According to the seventh edition of “Missing Pieces,” historically underrepresented groups, including women and Black/African, Hispanic/Latinx, Asian, Native American/Alaska Native, Native Hawaiian/Pacific Islander, or multiracial men, continue to make strides in the boardroom. In 2022, women held upwards of 30% of board seats in the Fortune 500, which marks about a 5% increase from just two years prior.

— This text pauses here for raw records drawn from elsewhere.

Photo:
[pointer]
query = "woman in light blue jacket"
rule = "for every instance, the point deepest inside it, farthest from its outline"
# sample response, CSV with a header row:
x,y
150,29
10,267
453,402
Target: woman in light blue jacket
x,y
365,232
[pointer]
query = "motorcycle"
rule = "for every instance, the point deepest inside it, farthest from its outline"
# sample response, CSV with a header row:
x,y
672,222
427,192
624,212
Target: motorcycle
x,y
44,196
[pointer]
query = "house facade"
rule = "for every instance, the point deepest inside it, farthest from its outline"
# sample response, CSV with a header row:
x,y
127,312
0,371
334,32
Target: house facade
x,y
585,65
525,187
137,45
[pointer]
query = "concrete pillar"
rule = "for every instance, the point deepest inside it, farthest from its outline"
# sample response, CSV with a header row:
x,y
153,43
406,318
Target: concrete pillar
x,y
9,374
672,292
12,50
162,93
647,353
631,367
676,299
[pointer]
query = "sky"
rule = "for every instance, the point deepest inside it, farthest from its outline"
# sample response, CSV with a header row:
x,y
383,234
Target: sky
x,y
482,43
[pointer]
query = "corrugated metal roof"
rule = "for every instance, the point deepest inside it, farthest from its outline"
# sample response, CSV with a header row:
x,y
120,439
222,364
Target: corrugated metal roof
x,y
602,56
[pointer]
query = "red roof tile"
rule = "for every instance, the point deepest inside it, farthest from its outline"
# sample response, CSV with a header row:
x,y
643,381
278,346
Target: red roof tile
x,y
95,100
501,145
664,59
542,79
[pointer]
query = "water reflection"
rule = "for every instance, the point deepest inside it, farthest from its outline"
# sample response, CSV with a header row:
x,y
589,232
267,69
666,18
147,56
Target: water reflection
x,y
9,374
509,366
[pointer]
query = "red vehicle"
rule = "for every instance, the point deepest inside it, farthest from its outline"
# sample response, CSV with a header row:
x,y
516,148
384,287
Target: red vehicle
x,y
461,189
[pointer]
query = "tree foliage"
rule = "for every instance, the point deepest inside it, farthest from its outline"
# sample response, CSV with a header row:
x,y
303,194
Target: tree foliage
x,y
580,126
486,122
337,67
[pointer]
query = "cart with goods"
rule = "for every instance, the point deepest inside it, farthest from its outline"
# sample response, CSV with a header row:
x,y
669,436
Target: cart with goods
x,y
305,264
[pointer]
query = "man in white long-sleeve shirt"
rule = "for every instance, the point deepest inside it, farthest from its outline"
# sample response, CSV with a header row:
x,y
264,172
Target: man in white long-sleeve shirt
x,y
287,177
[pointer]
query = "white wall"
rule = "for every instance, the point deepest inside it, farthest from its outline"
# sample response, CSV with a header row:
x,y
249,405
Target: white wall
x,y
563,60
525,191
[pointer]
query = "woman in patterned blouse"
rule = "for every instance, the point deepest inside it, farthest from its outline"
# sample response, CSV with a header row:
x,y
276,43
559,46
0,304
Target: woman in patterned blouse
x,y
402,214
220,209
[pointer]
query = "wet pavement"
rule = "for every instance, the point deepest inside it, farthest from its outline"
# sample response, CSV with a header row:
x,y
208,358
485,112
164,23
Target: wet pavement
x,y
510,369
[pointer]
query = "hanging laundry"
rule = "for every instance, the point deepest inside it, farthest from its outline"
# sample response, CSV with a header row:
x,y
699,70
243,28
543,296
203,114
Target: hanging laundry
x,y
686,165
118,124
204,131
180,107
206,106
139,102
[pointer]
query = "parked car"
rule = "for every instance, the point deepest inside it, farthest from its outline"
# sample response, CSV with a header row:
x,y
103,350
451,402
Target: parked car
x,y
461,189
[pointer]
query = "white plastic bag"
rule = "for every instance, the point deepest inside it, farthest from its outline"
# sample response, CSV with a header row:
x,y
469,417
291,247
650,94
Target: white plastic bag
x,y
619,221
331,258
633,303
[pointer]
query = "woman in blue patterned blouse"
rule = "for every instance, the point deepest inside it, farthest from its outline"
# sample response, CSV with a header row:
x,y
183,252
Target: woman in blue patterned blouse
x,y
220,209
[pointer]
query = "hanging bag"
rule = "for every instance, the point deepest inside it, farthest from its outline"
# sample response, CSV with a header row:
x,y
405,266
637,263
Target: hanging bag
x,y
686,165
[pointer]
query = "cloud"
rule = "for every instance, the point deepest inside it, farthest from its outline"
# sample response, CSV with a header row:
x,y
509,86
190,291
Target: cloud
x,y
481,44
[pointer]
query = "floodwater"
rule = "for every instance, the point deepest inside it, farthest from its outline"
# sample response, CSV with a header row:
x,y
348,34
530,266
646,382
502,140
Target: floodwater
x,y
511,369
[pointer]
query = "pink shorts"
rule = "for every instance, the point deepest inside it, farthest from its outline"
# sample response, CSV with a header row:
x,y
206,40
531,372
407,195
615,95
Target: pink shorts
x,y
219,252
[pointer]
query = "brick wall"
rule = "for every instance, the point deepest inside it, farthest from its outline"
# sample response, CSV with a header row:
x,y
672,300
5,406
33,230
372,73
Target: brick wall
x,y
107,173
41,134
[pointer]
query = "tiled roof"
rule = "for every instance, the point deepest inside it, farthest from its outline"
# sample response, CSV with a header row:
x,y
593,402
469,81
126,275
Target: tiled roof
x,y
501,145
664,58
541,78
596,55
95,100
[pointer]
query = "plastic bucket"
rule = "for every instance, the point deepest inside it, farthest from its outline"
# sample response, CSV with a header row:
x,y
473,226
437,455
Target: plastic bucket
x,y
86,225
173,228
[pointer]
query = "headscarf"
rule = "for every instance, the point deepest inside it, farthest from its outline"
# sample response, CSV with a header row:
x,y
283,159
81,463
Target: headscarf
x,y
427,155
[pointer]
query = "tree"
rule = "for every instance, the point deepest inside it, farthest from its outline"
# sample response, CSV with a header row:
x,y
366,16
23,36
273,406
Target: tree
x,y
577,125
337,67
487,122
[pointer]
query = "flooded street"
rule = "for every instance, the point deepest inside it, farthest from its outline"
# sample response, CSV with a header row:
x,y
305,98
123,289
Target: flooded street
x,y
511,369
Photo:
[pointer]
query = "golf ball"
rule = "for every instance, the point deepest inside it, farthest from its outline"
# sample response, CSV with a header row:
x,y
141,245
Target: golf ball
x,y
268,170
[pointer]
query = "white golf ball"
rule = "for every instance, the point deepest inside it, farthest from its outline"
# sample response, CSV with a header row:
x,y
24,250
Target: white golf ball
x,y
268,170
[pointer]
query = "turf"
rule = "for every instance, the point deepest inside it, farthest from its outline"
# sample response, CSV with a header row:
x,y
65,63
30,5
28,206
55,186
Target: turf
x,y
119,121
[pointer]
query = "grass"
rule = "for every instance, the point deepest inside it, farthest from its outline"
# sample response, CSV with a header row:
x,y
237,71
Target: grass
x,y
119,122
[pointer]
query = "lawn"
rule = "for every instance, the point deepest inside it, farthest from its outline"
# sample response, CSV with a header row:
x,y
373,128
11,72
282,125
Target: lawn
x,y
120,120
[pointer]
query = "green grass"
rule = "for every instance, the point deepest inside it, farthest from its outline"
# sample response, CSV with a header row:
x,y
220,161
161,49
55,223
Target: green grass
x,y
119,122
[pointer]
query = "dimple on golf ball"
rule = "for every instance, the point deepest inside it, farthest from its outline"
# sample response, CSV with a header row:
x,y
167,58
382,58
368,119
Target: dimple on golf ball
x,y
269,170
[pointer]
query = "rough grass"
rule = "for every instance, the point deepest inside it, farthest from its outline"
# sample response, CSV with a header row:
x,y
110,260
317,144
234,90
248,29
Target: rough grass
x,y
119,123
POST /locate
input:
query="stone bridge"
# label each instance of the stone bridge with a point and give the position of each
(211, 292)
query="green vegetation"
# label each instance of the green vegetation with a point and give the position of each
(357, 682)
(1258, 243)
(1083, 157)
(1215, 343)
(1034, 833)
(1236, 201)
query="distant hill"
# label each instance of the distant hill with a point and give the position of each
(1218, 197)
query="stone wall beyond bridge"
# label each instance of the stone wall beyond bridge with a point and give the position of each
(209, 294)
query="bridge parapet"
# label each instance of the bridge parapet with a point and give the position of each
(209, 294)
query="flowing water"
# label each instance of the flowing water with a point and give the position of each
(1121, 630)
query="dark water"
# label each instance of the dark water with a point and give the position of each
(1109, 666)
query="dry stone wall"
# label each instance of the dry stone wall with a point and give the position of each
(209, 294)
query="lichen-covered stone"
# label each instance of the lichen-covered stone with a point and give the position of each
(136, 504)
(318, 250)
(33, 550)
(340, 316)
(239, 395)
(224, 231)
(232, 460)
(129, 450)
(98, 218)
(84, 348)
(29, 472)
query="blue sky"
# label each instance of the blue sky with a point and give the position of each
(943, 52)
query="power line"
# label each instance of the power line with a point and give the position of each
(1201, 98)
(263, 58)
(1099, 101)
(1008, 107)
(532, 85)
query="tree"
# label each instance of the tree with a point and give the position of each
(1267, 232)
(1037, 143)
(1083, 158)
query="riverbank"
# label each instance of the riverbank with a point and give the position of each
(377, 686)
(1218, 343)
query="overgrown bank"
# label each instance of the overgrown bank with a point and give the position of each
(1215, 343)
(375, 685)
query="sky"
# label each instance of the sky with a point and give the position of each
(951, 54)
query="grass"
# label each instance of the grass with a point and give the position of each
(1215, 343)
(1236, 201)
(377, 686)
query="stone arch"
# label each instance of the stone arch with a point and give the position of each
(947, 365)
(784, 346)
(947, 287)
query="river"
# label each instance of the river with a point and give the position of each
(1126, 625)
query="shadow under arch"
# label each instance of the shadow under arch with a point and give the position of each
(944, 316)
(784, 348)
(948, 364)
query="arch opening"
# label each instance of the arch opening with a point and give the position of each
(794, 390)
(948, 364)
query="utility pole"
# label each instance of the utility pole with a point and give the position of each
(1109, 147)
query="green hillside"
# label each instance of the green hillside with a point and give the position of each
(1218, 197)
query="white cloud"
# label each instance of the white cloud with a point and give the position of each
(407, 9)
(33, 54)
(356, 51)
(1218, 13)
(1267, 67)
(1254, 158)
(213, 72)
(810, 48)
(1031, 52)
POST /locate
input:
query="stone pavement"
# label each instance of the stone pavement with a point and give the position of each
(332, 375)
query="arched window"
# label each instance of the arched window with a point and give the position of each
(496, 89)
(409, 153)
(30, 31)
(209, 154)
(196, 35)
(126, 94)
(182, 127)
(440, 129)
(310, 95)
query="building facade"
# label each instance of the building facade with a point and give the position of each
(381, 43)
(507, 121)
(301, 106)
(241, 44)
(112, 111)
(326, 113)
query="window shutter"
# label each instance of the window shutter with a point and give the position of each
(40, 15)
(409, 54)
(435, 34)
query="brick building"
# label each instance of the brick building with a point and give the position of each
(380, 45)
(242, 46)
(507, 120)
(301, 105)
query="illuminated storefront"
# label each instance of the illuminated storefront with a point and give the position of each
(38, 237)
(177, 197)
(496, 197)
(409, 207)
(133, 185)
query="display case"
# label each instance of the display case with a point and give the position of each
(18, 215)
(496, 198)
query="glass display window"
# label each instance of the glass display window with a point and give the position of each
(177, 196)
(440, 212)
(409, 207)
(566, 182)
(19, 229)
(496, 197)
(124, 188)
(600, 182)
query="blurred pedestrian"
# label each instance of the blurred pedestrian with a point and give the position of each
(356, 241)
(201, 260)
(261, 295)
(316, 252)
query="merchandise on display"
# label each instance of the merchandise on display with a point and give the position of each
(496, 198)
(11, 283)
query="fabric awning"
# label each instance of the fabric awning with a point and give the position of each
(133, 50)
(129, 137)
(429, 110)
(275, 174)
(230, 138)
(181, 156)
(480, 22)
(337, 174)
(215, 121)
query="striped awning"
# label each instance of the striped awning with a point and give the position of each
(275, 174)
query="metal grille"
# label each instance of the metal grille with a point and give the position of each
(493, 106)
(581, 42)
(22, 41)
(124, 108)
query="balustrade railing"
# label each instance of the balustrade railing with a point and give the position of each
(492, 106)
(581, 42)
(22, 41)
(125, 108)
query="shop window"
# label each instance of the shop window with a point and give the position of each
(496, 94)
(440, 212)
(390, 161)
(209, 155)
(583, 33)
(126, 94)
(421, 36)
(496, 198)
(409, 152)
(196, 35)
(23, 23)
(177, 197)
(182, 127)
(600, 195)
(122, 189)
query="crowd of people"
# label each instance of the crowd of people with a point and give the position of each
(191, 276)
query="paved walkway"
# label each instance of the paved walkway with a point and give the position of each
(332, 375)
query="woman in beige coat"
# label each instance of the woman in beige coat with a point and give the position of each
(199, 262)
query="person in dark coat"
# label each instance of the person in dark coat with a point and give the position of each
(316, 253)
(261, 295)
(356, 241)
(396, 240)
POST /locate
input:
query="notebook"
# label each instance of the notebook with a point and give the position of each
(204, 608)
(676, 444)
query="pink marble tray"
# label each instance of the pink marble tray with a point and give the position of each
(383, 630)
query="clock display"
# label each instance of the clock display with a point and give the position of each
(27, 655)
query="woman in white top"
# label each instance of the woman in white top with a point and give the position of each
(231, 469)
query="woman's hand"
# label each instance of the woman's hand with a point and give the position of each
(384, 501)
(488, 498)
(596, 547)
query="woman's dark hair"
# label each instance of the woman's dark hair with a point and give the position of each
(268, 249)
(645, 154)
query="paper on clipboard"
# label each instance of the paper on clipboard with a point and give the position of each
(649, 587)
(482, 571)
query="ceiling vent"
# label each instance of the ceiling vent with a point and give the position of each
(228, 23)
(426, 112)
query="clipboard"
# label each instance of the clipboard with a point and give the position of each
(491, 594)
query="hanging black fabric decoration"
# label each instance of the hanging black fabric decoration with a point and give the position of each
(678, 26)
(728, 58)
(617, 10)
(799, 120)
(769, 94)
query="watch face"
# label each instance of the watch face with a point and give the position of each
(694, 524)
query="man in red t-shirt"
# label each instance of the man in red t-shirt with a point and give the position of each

The number of Fortune 500 board seats held by racial and ethnic minorities also saw about a 5% increase and now stands at 22.2%. 53 companies in the Fortune 500 have more than 60% of their board seats filled by individuals from historically underrepresented groups, the highest percentage in its history. Additionally, from the 2023 Spencer Stuart Board Index, 67% of all new directors, at S&P 500 companies, are from historically underrepresented groups and 48% of all directors are diverse, a 2% increase from 2022. These findings indicate progress, albeit at a gradual pace. At the current rates of increase, for diverse board membership, it will take several decades for America’s leading corporate boards to truly reflect the diversity of the actual population.
In recent years, overwhelming amounts of evidence have come out showing the improvements that board diversity makes on performance and leadership. Expanding the boardroom to be more diverse and inclusive often increases financial returns and improves corporate reputations. Diverse boards are also associated with stronger risk management and strategy planning. Positive effects, such as these, serve as strong incentives for investors to actively seek out boards that prioritize diversity. With the increasing value of diversity, board selection should address existing gaps in the board’s makeup, keeping gender, age, race, and ethnicity, but also professional experience, in mind. By setting goals to fill these gaps, boards gain diverse perspectives and are able to contribute to many aspects of organizational success and financial effectiveness. It’s important for board members to align themselves with the interests of the groups they represent, to ensure the board is held accountable to satisfying the diverse needs of these groups. If boards are diverse, they make better decisions, which keeps these groups engaged. Informed decision-making is necessary to keep internal matters at bay, keep up with market trends, and maintain healthy public relations. This will also maintain the sustainability and long-term success of the board and strengthen stakeholder trust, as investors want companies to be socially responsible and have diverse employees. Keeping this in mind, it is often most beneficial for companies to focus on prioritizing what is in the best interest of investors and the public.
The demand for board diversity and recognition of its importance continues to grow, and many legislative measures have been implemented to ensure increased diversity within public companies. The U.S. Court of Appeals for the Fifth Circuit recently upheld Nasdaq’s board diversity rule, originally approved by the U.S. Securities and Exchange Commission in 2021, which requires Nasdaq companies to have a minimum of two diverse directors, including at least one woman and one individual from an underrepresented minority or self-identifying as LGBTQ+. Despite resounding support for board diversity and its benefits, there has been some concern over the Supreme Court’s landmark affirmative action ruling. While this ruling only specifically ended race-conscious college admissions, Justice Neil Gorsuch has insinuated that it should and will apply to the hiring process of employers wanting to hire diverse employees. Regardless, stakeholders appreciate diversity in the boardroom, as organizations that prioritize diversity are seen as more resilient, innovative, and socially responsible. Embracing board diversity is a moral imperative, necessary for business success. If companies continue to build more diverse boards, it shows further progress in addressing the complexities of a diverse world.